You guys. It's going to happen. I can feel it. After so many years of straining and stressing it's finally my time. After 16 years of filling out brackets, this is the year I go for perfection. This is the year I go 63-0 because play-in games are generally stupid.

This is the year I fill out the perfect bracket.

Now, I know what you're saying. "Dave, filling out a perfect NCAA Bracket is virtually impossible." Sure, there's that argument to be made. But in recent years I've recognized that I have a cause, a purpose, that I have been ignoring for years. For you see, I am a graduate of Northwestern University. And as a graduate of Northwestern University, I have committed to a life of never having a vested interest in the NCAA Tournament.

Rooting for the Wildcats is a nasty, brutish and, unfortunately, long experience in which you know the end result will never involve dancing. Northwestern, after all, is the only power conference program to never reach the NCAA Tournament and even our few mid-major comrades in arms are beginning to fall off the map. In recent years, Buffalo, Norfolk State, Stony Brook and Cal State-Bakersfield have all managed to reach March Madness and even NU's snake-bitten former coach Bill Carmody somehow rode a purple wave into the bracket this season. The Cats, however, will be watching on TV Thursday for the 77th year in a row.

That's not necessarily a bad thing though. Much like Bender's inability to taste freeing him of personal preference so he can focus on pure flavor, I have no emotional pangs stretching me in awkward directions when it comes to selection bias. This is something I have not recognized prior to this season, when even 20 wins and some near upsets at Maryland and Michigan weren't even good enough to reach the NIT. Now, however, it is clear. As a Northwestern fan, I have been given a gift, and with my mind free of incursion from popular passions, as Thomas Jefferson might have called them, I am able to harness my mental energy toward picking the perfect NCAA Tournament field.

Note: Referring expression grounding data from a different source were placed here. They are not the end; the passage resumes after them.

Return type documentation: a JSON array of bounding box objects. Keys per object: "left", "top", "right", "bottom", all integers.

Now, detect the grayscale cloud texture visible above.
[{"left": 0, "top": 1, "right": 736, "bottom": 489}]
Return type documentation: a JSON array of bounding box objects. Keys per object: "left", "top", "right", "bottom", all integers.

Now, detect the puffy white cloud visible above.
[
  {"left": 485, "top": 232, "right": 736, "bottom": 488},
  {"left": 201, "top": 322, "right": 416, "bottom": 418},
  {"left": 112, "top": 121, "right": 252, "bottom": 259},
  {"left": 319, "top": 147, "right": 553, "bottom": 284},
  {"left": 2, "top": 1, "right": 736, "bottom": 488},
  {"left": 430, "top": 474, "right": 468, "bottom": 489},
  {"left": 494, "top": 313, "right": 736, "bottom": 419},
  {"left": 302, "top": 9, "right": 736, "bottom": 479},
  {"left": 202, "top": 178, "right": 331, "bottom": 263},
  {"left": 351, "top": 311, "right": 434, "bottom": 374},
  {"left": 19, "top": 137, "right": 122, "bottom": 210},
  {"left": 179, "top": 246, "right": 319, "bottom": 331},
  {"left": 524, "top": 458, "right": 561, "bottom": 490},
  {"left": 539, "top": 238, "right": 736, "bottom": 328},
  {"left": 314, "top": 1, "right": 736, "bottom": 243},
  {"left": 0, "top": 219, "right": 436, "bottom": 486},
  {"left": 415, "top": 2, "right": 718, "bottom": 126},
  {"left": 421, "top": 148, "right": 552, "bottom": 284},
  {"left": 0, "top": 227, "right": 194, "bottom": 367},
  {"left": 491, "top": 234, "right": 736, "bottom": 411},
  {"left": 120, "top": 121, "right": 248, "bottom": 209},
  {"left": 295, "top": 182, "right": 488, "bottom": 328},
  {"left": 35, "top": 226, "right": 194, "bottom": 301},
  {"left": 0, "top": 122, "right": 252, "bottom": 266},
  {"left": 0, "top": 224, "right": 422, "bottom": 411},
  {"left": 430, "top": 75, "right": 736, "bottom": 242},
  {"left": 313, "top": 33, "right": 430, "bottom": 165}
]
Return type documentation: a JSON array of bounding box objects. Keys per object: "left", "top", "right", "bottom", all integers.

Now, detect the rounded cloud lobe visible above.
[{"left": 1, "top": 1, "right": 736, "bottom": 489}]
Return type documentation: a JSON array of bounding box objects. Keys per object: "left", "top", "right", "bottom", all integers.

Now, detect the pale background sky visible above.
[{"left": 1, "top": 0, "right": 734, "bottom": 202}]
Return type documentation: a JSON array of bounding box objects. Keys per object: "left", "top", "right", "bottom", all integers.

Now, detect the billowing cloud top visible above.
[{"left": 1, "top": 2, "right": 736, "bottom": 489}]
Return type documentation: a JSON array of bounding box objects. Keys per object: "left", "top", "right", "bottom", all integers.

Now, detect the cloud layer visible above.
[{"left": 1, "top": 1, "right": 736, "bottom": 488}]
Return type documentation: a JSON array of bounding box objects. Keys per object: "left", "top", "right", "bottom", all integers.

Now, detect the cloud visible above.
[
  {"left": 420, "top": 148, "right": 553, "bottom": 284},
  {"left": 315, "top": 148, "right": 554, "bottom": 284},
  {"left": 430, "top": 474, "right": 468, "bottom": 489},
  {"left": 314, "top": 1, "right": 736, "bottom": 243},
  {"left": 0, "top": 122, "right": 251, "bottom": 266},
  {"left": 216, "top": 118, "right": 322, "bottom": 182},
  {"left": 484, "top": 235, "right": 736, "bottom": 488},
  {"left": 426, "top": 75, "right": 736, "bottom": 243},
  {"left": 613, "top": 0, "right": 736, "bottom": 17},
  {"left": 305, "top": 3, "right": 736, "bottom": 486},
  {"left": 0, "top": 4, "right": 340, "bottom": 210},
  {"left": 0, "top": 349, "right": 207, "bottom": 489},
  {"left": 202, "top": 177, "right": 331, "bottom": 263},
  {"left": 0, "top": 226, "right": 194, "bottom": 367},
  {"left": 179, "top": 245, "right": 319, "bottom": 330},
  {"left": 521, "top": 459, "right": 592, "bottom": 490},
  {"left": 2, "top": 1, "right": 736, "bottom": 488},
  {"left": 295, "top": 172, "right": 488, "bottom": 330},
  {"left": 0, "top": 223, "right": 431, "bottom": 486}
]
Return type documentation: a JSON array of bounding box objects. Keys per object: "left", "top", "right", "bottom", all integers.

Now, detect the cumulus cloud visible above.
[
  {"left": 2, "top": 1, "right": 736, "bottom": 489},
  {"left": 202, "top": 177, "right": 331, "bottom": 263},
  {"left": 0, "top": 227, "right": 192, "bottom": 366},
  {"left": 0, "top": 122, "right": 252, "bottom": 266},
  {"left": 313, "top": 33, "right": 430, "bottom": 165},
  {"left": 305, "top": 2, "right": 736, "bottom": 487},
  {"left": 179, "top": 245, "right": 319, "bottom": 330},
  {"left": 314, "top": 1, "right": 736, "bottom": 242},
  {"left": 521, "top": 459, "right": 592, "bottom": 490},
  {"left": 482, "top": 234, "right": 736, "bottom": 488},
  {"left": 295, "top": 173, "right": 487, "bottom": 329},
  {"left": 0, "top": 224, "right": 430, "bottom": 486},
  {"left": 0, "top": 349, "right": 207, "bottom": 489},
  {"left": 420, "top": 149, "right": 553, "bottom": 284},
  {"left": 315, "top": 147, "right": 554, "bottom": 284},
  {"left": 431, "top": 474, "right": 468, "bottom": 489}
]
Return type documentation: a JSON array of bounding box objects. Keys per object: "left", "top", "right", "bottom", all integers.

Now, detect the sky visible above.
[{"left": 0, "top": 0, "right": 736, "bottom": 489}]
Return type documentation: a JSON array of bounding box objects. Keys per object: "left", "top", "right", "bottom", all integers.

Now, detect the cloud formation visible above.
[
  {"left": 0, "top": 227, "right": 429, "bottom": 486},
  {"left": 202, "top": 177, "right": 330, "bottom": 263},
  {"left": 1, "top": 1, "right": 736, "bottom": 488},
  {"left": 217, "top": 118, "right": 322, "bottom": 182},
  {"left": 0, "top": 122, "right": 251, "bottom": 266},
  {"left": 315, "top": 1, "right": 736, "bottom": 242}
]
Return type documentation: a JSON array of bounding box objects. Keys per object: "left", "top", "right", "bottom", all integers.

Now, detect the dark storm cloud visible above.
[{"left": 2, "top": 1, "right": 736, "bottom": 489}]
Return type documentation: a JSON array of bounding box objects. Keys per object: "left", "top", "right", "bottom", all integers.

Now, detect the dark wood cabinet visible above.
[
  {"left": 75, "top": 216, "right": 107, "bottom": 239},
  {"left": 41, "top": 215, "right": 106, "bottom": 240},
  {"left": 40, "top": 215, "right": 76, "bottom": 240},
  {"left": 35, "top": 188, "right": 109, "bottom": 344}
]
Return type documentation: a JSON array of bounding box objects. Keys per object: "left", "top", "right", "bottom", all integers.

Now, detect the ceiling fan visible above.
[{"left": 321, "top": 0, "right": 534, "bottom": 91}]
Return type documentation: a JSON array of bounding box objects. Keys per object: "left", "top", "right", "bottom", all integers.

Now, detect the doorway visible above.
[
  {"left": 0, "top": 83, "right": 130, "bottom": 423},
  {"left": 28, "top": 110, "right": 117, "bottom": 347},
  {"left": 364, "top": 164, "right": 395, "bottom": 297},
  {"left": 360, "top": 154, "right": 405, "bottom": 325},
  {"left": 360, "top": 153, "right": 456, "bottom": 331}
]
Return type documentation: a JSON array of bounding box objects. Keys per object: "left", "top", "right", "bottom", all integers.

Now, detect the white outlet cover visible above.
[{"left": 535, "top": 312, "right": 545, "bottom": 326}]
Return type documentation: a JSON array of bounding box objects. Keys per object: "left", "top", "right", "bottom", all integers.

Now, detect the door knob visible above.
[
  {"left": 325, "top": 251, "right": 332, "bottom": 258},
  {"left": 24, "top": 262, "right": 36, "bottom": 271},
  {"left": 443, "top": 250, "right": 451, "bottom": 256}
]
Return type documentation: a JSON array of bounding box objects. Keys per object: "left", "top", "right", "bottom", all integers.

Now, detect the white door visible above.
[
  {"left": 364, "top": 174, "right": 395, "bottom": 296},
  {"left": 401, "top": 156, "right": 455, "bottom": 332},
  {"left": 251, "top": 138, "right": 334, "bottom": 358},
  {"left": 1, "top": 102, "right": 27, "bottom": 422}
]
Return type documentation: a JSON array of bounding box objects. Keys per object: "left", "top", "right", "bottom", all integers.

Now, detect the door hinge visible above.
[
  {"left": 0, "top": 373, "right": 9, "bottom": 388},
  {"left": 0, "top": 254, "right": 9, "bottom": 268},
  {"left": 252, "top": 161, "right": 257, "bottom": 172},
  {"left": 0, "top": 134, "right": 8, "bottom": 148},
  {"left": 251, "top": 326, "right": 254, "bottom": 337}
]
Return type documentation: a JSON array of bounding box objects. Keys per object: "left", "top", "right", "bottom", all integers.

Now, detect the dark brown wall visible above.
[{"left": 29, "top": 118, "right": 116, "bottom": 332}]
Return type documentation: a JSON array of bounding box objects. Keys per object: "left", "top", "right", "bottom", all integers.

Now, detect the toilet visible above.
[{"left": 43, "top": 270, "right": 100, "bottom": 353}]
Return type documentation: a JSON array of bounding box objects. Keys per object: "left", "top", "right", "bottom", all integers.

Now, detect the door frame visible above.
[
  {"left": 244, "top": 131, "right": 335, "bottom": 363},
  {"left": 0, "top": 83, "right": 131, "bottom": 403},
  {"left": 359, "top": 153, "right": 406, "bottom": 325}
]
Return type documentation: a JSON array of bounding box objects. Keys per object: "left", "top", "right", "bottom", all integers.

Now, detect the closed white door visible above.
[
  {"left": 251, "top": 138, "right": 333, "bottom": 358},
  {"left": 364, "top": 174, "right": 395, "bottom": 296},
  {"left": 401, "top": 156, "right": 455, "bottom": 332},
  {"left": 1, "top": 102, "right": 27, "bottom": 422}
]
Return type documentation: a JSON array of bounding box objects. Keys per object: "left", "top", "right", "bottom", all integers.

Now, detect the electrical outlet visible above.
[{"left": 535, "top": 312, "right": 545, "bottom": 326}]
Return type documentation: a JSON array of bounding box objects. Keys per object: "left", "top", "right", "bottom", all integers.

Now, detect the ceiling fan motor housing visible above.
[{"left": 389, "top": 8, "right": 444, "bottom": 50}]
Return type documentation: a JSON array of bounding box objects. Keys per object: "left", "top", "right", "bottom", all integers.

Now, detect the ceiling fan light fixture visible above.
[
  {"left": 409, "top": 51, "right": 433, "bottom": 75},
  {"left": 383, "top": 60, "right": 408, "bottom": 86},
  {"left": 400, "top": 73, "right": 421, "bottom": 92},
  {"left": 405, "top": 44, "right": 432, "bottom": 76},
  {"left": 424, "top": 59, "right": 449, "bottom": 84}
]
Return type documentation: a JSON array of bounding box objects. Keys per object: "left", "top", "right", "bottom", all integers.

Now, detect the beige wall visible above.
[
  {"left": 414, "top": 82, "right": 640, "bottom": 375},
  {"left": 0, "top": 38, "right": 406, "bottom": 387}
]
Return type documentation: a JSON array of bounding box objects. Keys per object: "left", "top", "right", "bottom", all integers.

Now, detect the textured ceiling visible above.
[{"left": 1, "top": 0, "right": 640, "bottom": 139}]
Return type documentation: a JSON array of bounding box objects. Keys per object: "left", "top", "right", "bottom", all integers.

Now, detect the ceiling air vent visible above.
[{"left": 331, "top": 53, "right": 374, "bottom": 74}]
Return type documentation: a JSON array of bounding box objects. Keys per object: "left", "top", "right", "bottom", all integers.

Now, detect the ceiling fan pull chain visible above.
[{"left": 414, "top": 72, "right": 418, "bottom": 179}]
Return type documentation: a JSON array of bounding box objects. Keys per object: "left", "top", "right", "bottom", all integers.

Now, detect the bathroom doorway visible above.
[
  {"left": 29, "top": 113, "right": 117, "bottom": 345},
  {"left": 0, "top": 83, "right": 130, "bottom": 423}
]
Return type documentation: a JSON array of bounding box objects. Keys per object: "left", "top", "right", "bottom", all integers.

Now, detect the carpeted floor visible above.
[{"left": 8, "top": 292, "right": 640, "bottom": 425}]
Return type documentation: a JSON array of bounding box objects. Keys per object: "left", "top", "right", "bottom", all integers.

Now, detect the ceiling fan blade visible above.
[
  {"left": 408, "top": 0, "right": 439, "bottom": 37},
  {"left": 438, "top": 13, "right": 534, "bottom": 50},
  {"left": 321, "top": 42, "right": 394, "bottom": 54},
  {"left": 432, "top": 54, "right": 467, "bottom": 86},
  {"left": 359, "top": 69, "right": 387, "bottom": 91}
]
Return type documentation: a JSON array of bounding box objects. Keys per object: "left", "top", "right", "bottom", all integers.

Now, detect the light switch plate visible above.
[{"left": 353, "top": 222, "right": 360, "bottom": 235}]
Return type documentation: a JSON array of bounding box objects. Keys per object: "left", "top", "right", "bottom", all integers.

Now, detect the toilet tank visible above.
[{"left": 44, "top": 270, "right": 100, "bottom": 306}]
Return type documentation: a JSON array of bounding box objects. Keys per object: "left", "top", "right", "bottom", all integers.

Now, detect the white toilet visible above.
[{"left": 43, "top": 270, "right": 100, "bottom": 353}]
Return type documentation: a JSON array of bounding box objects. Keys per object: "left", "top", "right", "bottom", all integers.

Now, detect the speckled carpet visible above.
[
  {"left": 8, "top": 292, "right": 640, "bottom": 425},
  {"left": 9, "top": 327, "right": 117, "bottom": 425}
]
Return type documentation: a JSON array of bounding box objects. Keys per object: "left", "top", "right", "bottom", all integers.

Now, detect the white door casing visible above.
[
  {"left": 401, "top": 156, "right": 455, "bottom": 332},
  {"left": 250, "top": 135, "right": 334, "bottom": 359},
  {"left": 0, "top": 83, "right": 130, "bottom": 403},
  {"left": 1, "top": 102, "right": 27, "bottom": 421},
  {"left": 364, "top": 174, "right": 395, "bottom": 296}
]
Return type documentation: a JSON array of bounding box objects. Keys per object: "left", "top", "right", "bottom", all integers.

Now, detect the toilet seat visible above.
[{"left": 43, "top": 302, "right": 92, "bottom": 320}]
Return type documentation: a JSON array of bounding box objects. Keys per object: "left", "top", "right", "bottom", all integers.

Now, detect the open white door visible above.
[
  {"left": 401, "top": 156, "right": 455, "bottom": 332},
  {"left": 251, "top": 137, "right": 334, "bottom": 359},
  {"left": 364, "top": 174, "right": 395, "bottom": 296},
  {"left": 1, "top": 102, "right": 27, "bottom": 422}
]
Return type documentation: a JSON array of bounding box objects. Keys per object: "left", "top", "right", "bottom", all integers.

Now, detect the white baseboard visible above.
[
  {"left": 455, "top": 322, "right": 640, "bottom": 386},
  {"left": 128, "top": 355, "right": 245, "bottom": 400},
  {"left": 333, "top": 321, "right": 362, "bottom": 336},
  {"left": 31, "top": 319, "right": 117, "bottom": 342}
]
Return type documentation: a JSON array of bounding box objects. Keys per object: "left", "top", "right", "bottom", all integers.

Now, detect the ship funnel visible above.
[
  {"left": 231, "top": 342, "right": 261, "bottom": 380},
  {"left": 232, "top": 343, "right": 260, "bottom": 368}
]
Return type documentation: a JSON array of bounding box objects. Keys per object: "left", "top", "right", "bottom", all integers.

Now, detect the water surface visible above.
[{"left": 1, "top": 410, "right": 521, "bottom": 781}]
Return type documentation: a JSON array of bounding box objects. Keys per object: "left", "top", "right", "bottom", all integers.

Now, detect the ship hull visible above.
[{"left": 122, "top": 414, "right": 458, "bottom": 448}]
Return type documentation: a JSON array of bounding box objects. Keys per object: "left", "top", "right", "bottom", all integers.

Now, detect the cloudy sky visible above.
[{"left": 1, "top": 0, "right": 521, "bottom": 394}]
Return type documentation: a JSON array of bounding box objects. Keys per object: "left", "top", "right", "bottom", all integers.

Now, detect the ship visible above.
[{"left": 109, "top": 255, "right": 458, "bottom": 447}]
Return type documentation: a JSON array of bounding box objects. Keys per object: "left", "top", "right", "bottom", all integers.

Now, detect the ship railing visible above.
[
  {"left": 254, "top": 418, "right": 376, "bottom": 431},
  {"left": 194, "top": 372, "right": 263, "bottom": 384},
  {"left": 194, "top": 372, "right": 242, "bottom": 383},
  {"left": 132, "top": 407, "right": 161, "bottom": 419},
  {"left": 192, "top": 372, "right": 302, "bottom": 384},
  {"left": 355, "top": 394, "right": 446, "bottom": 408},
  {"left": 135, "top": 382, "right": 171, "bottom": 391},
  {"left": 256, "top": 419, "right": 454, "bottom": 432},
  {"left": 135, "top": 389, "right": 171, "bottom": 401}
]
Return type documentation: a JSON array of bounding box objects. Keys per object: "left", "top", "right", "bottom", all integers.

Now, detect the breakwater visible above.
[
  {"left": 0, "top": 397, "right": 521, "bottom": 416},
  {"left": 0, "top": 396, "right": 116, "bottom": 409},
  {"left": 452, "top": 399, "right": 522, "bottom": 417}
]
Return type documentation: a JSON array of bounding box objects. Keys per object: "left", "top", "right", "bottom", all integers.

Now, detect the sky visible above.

There's simply no other conclusion to draw. Why else would Northwestern's men's basketball program be granted such futility if not for the purpose of creating the possibility that one of its alums might be granted the opportunity to pursue this noble effort without interference? It must be the case. And after past flirtations with a perfect bracket that have lasted almost two full days into the three-week-long tournament I can only assume these were past hints of what is possible. It must be someone.

And maybe it's me.

It has only taken me this long to understand my place in the universe because of sheer ignorance and obliviousness. But now that I know my purpose, my destiny, the reason that I suffer, it is time to use my gift for, well, if you're hoping it's a clue for betting in Vegas, I guess good or bad. Without further ado, I present my picks for the perfect bracket. Use them wisely.


Memorize it well, my friends. This is perfection you can take to the bank.* For that, you can thank my attendance at Northwestern University, a place where I will never have to worry about my own thoughts and feelings clouding my judgment when it comes to bracket selection. At long last, my education has given me something.

Enjoy the basketball. Enjoy the perfection. Try not to be too much in awe. And if UNC-Wilmington somehow upsets Duke in the opening game of the tournament? Well, let's forget we ever had this discussion.

*I am not responsible for lost funds via gambling that cannot actually be taken to a bank.